CFTC Charges Bitcoin Fund with Fraud and Failure to Register

The CFTC filed a civil enforcement action against a South African investment fund and its CEO for an allegedly fraudulent scheme that raised over $1.7 billion worth of Bitcoin from the public.

Before the United States District Court, Western District of Texas, the CFTC alleged that the CEO used various websites and social media to fraudulently solicit bitcoin from public participants across the world to participate in a commodity pool. The CFTC asserted that the commodity pool conducted a variety of financial transactions with public participants, who were not eligible contract participants. The CFTC alleged that of the public participants at least 23,000 were from the United States. Additionally, the CFTC stated that the company and the CEO were not appropriately registered with the CFTC.
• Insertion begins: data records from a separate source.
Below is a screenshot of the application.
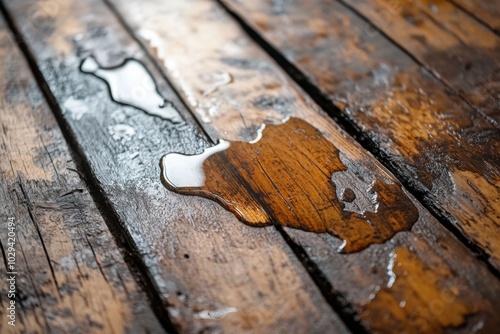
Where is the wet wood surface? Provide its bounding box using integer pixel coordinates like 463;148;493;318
0;1;346;333
222;1;500;269
340;0;500;127
0;18;164;333
452;0;500;34
0;0;500;333
113;0;497;332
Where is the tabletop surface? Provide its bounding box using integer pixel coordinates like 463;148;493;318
0;0;500;333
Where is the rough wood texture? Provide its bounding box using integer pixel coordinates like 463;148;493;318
161;117;418;253
340;0;500;127
0;19;164;334
221;0;500;269
106;0;500;333
451;0;500;34
1;0;346;333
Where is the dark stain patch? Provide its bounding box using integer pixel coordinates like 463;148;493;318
162;118;419;252
253;95;294;115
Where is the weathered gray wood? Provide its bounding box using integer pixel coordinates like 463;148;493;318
0;0;352;333
106;0;500;333
0;18;164;334
220;0;500;270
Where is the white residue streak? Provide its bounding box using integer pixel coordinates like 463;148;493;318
387;252;397;288
108;124;135;142
193;307;238;320
161;139;230;188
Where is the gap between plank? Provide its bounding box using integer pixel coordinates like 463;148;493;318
448;0;500;36
334;0;500;129
215;0;500;278
103;0;368;334
0;1;178;333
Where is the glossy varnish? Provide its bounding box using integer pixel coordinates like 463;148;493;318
162;118;418;252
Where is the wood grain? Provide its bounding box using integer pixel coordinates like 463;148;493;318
340;0;500;127
451;0;500;34
221;0;500;269
161;117;418;252
1;1;346;333
0;19;165;333
106;0;499;333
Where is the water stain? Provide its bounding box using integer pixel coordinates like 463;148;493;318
161;118;418;252
80;56;183;123
361;247;498;333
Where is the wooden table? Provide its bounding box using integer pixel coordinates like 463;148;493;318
0;0;500;333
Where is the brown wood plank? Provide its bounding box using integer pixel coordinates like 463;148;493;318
106;0;499;333
0;0;352;333
451;0;500;34
0;18;165;334
220;0;500;269
340;0;500;127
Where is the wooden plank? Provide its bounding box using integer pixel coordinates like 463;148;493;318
0;18;165;333
106;0;499;333
451;0;500;34
0;0;352;333
340;0;500;127
221;1;500;270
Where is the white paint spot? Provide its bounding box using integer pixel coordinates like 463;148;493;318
108;124;135;142
193;307;238;320
161;139;230;188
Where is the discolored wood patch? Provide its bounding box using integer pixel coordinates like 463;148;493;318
362;247;498;333
162;118;418;252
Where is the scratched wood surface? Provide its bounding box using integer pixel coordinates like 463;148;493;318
339;0;500;127
0;18;164;334
451;0;500;34
2;0;500;333
0;1;352;333
221;0;500;270
107;0;498;332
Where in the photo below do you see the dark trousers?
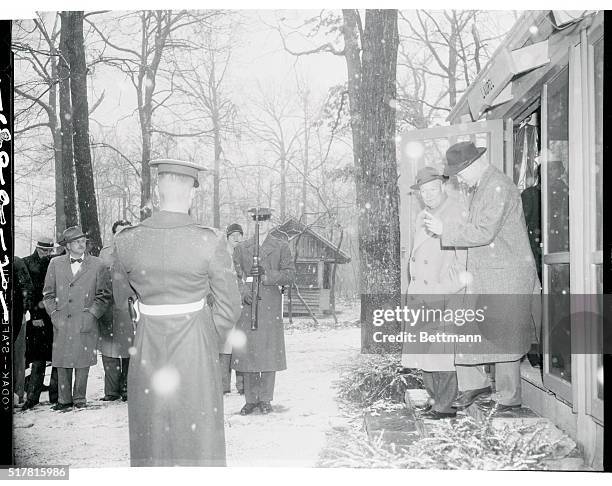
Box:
[57,366,89,405]
[242,371,276,403]
[27,361,57,403]
[219,353,244,393]
[102,355,130,397]
[423,371,459,413]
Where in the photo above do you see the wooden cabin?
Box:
[275,218,351,316]
[400,10,604,469]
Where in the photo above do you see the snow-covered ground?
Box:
[14,305,360,467]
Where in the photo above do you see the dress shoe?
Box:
[240,403,257,415]
[100,395,121,402]
[478,400,522,413]
[21,400,38,412]
[451,386,491,408]
[51,403,72,412]
[259,402,272,415]
[421,410,457,420]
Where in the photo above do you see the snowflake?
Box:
[151,365,181,395]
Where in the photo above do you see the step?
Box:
[364,408,422,450]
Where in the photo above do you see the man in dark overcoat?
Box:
[99,219,134,401]
[43,226,112,411]
[113,159,240,466]
[22,237,57,411]
[425,142,537,412]
[232,221,295,415]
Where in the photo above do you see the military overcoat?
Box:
[232,234,295,372]
[441,166,537,364]
[113,211,240,466]
[402,197,467,371]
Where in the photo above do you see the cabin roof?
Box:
[275,218,351,264]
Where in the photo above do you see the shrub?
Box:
[335,354,423,408]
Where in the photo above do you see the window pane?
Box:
[596,265,603,400]
[593,39,603,250]
[546,69,569,253]
[546,263,572,381]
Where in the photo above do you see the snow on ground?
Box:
[14,306,360,467]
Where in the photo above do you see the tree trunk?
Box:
[280,147,287,219]
[56,12,79,232]
[69,12,102,256]
[49,49,66,233]
[343,10,401,352]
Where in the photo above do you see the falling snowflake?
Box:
[404,142,425,159]
[459,271,474,287]
[151,365,181,395]
[229,329,247,349]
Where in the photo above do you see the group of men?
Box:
[14,159,295,466]
[402,142,539,420]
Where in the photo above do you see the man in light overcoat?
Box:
[425,142,537,412]
[402,166,467,420]
[43,226,112,411]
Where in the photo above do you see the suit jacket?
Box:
[441,166,537,364]
[232,234,295,372]
[43,254,112,368]
[402,197,467,371]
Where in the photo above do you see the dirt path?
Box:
[15,327,360,467]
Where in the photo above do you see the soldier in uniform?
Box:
[113,159,240,466]
[232,215,295,415]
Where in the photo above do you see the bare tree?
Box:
[86,10,216,217]
[248,85,303,221]
[281,10,400,349]
[174,13,238,228]
[61,12,102,255]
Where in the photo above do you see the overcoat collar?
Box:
[140,211,196,229]
[410,196,451,255]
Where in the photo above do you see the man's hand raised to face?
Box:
[423,211,444,236]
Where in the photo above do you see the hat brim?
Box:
[410,174,448,191]
[58,233,88,246]
[444,147,487,177]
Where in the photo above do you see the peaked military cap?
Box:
[149,159,206,187]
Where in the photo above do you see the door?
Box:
[398,120,504,294]
[541,65,573,403]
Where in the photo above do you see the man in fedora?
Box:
[99,219,134,402]
[215,223,244,395]
[425,142,537,412]
[43,226,112,411]
[402,166,467,420]
[22,237,57,411]
[113,159,240,467]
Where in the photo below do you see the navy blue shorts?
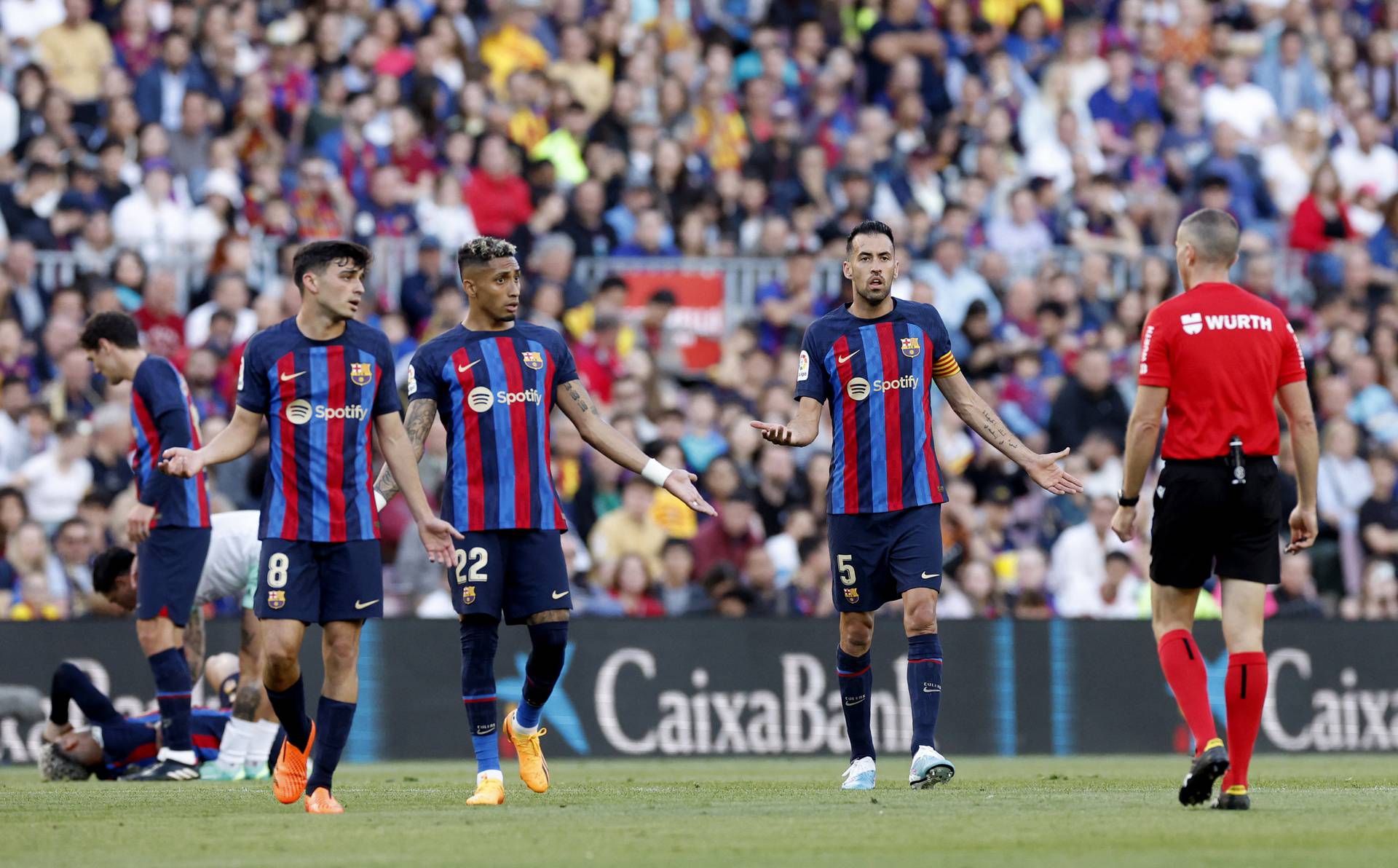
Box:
[135,527,213,628]
[253,537,383,623]
[447,529,573,623]
[829,503,942,612]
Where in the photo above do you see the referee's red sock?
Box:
[1223,651,1267,792]
[1158,631,1213,756]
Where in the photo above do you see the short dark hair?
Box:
[456,234,516,271]
[79,310,141,350]
[845,219,898,253]
[92,545,135,594]
[291,239,374,292]
[1180,208,1239,266]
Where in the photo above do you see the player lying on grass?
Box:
[39,663,228,780]
[92,509,277,780]
[752,221,1082,790]
[376,237,714,805]
[161,240,459,813]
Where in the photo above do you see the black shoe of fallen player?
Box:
[1214,787,1252,810]
[1180,742,1228,807]
[122,759,199,781]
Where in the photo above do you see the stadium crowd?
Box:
[0,0,1398,619]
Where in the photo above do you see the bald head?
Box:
[1179,208,1239,267]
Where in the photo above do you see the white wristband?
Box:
[640,459,670,485]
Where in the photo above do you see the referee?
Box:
[1111,208,1319,810]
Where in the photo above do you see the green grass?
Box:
[0,756,1398,868]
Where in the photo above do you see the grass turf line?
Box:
[0,755,1398,868]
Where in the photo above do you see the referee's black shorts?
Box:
[1150,457,1282,588]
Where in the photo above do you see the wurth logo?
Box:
[1204,313,1272,331]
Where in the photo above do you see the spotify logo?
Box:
[465,386,495,412]
[285,398,310,425]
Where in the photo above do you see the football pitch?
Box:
[0,755,1398,868]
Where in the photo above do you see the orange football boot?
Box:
[306,787,345,813]
[271,721,317,813]
[505,710,548,792]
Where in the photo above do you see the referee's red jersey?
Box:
[1140,284,1306,460]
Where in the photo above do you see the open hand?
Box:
[1024,449,1082,494]
[418,518,463,564]
[666,470,719,516]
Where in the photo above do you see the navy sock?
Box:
[263,675,310,762]
[907,634,942,754]
[306,696,355,792]
[834,647,874,762]
[462,616,500,772]
[515,620,568,728]
[149,649,194,751]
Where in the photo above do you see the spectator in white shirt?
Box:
[1204,55,1276,143]
[184,272,257,350]
[913,234,1000,331]
[986,187,1053,264]
[1330,112,1398,201]
[9,421,92,532]
[112,159,190,261]
[1057,551,1149,619]
[1048,497,1127,609]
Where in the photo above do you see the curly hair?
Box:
[456,234,515,271]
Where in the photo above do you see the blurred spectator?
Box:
[693,488,762,576]
[9,421,92,529]
[587,477,666,576]
[1048,350,1131,451]
[1272,555,1325,618]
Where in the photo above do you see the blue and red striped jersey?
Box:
[237,319,401,542]
[408,323,577,531]
[795,301,960,514]
[131,355,208,527]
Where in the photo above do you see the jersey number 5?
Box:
[456,545,491,584]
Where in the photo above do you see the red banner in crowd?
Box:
[622,271,724,372]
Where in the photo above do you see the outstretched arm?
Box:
[374,398,436,509]
[555,380,719,516]
[1111,386,1170,542]
[935,372,1082,494]
[374,411,462,564]
[161,407,261,478]
[752,395,821,446]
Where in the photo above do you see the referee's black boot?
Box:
[1214,787,1252,810]
[1180,738,1228,807]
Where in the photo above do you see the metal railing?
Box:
[35,234,1313,315]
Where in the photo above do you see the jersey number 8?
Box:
[456,545,491,584]
[267,552,291,587]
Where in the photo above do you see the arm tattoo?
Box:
[564,380,597,417]
[184,607,204,684]
[374,398,436,500]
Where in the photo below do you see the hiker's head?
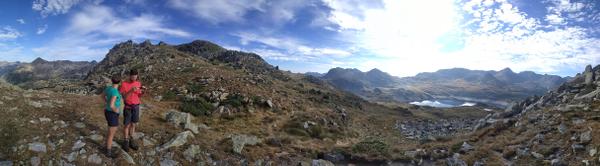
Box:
[129,69,138,81]
[110,75,121,85]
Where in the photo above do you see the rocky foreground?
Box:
[0,41,600,166]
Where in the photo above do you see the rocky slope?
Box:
[321,68,568,106]
[428,66,600,165]
[0,41,500,165]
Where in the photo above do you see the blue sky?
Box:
[0,0,600,76]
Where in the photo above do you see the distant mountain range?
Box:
[0,58,97,89]
[307,68,569,106]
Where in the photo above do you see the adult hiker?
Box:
[102,76,122,158]
[119,70,145,151]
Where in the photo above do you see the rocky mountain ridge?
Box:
[0,58,97,91]
[320,68,569,106]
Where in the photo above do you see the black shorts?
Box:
[104,110,119,127]
[123,104,140,125]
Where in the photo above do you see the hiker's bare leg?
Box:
[129,123,136,138]
[123,123,131,140]
[106,127,117,149]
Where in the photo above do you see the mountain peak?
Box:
[498,67,514,73]
[367,68,385,73]
[31,57,48,64]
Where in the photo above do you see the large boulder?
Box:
[29,142,46,153]
[158,131,194,151]
[583,65,595,85]
[165,110,192,126]
[231,134,260,154]
[165,110,199,134]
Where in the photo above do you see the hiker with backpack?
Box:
[119,69,145,151]
[102,76,122,158]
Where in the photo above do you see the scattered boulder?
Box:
[310,159,335,166]
[29,142,46,153]
[29,156,42,166]
[583,65,594,85]
[231,134,260,154]
[89,134,104,143]
[71,140,85,150]
[73,122,85,129]
[183,145,201,162]
[557,123,568,134]
[579,130,592,144]
[159,159,179,166]
[63,152,79,162]
[531,152,544,159]
[323,152,344,162]
[446,153,467,166]
[460,142,473,152]
[266,100,275,108]
[88,153,102,165]
[158,131,194,151]
[165,110,192,126]
[165,110,199,134]
[142,138,156,146]
[39,118,52,123]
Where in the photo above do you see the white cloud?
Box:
[232,32,352,60]
[0,26,23,40]
[0,43,29,61]
[17,18,25,24]
[169,0,266,23]
[67,6,191,38]
[31,0,103,17]
[168,0,315,25]
[33,5,192,60]
[314,0,600,76]
[36,24,48,35]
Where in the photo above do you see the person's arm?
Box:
[100,91,107,103]
[124,87,138,97]
[110,96,121,113]
[136,84,146,97]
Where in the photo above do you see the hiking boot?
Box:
[129,139,138,150]
[121,139,129,152]
[106,149,117,159]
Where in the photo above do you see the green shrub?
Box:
[180,98,214,116]
[223,94,244,107]
[163,90,177,101]
[352,140,390,156]
[0,116,23,158]
[450,142,463,153]
[285,128,310,137]
[188,84,204,94]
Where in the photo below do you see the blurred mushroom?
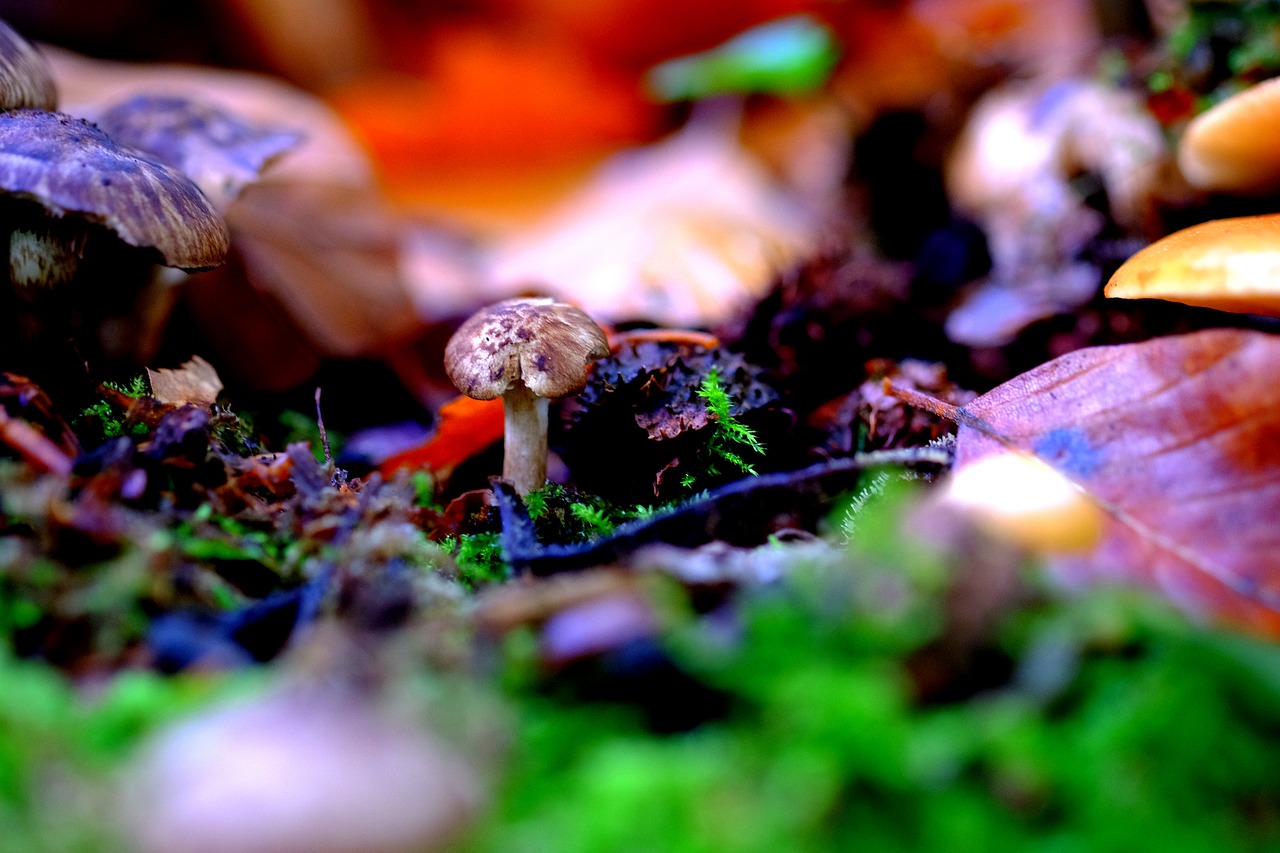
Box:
[0,109,229,396]
[0,110,229,293]
[125,690,481,853]
[97,95,302,210]
[946,79,1169,346]
[1105,214,1280,316]
[0,20,58,110]
[444,298,609,496]
[941,452,1103,553]
[1178,78,1280,196]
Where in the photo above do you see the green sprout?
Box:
[645,15,840,101]
[696,368,764,487]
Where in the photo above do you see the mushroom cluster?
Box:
[1106,79,1280,316]
[0,16,229,389]
[0,22,229,296]
[0,14,302,399]
[444,298,609,496]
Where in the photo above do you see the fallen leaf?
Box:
[956,329,1280,637]
[147,356,223,409]
[486,123,817,327]
[379,397,503,476]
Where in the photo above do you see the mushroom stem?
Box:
[9,227,79,300]
[502,382,550,497]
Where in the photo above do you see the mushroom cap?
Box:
[444,298,609,400]
[1105,214,1280,316]
[0,20,58,110]
[1178,78,1280,195]
[97,95,303,205]
[0,110,230,269]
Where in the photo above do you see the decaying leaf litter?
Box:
[0,0,1280,850]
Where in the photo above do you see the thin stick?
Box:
[884,377,969,424]
[316,387,333,469]
[0,406,74,474]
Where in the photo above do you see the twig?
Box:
[0,407,73,474]
[884,377,969,424]
[316,387,333,471]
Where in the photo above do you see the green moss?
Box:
[467,489,1280,853]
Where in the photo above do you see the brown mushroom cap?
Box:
[0,20,58,110]
[444,298,609,400]
[97,95,302,205]
[1106,214,1280,316]
[0,110,230,269]
[1178,78,1280,195]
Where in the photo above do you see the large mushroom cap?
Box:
[1178,78,1280,195]
[1106,214,1280,316]
[444,298,609,400]
[0,110,230,269]
[0,20,58,110]
[97,95,302,206]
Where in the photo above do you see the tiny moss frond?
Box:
[680,368,764,488]
[568,502,613,535]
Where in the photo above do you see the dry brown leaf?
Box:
[147,356,223,409]
[488,124,815,327]
[956,329,1280,637]
[41,46,375,187]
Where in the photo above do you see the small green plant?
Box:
[440,533,508,589]
[680,368,764,488]
[76,375,148,438]
[568,502,613,535]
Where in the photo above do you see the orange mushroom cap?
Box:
[1178,78,1280,195]
[1105,214,1280,316]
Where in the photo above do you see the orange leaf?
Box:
[956,329,1280,637]
[379,397,502,476]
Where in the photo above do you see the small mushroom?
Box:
[444,298,609,496]
[97,95,303,210]
[0,20,58,110]
[941,452,1105,553]
[1105,214,1280,316]
[1178,78,1280,195]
The CFTC charged that the fund and its CEO violated:

  • CEA Sections 2(c)(2)(C)(iii)(I)(cc) ("Jurisdiction of Commission"), 4b(a)(2)(A)-(C) ("Contracts Designed to Defraud or Mislead"), 4k(2) ("Registration of Associates of Futures Commission Merchants, Commodity Pool Operators, and Commodity Trading Advisors"), 4m(1) ("Use of Mails or Other Means or Instrumentalities of Interstate Commerce by Commodity Trading Advisors and Commodity Pool Operators") and 4o(1)(A)-(B) ("Fraud and Misrepresentation by Commodity Trading Advisors, Commodity Pool Operators, and Associated Persons"); and

  • CFTC Rule 4.20(a)(1), (b) and (c) ("Prohibited Activities"), 5.2(b)(1)-(3) ("Prohibited Transactions") and 5.3(a)(2)(i), (ii) ("Registration of Persons Engaged in Retail Forex Transactions").

The CFTC is seeking (i) full restitution to defrauded investors, (ii) disgorgement of ill-gotten gains, (iii) civil monetary penalties, (iv) permanent registration and trading bans and (v) a permanent injunction against future violations of the CEA and CFTC Rules.